The stories are slow to pick up, and end on the satisfying natural conclusion wholly invented by fiction. Frankly, slavery and male chauvinism are rather tired themes, specially on this planet with no history. It has to rediscover all from scratch. On the good side:
Happy endings, no they never bore me description

The first story's characters are old people, and the orthodoxally interesting part of their lives is over. Is that politically incorrect? The fact is that the only thing going on is the romance; and it's a fairly common one, contrived by the oldest, really really old, ancient, tricks in the book.
She nurses him back to health, he saves her cat from a fire. La mère Michelle invented that like, a thousand years ago.

I might have found it sweet, but it info dumped me to boredom. I might have liked the male protagonist, only I didn't, because I don't have pity to spare for corrupt politicians. And she was strong and independent, but only by omission, because we didn't know that much about her. On the whole, it's a shame, because I'm usually a sucker for willful old people.

I did care for the main character of the third one, but the story focused on his relationships with women and glossed over his involvement in the feminist movements of Yeowe. I find that I enjoy reading about a man who chooses to defend the rights of women. I am led to understand that black people are sick of being portrayed in fiction with a white person as a spokesman.
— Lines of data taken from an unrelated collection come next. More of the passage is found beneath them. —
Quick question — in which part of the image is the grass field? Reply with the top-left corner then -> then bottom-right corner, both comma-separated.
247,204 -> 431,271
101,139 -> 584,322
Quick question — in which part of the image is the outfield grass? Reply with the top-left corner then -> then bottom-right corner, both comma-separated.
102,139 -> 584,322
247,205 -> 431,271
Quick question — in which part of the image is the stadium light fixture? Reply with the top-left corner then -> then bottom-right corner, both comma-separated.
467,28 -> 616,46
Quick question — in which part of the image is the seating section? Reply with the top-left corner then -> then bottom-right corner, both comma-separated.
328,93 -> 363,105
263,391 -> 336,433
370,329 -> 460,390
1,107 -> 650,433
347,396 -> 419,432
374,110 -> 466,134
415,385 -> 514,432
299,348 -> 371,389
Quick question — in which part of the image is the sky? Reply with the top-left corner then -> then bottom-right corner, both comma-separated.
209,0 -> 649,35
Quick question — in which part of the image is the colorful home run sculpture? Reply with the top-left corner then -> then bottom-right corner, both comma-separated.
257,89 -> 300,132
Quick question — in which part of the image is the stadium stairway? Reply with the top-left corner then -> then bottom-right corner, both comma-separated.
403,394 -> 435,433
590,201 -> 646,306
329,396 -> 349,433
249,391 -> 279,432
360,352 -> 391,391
As far as I'm concerned, men are welcome to defend us in fiction. Of course, I would object if he created the movement, but he's just willing to participate, and it's curiously moving.

The fourth one... happens... and its plot is very contrived and the main character is a bit too perfect and I should have skipped it, even though it's the longest.

The second story I liked. It was about two people made enemies by their upbringing, their experience, their beliefs, and most of all their temperament, locked up in one room, but who can think. It's about how difficult it is to understand one another, and it's a love story between flawed grown ups whose flaws are also their virtues. They dislike, then love each other for the same reasons.

There also seems so be some thinking about personal semi philosophical concepts and individual mottos, specially for the male characters: hold fast to the one noble thing, global and regional truths, and I can't remember the others (or even if there were any) but it's a great way to build a distinct character in a story so short and so focused in sci-fi's social problems.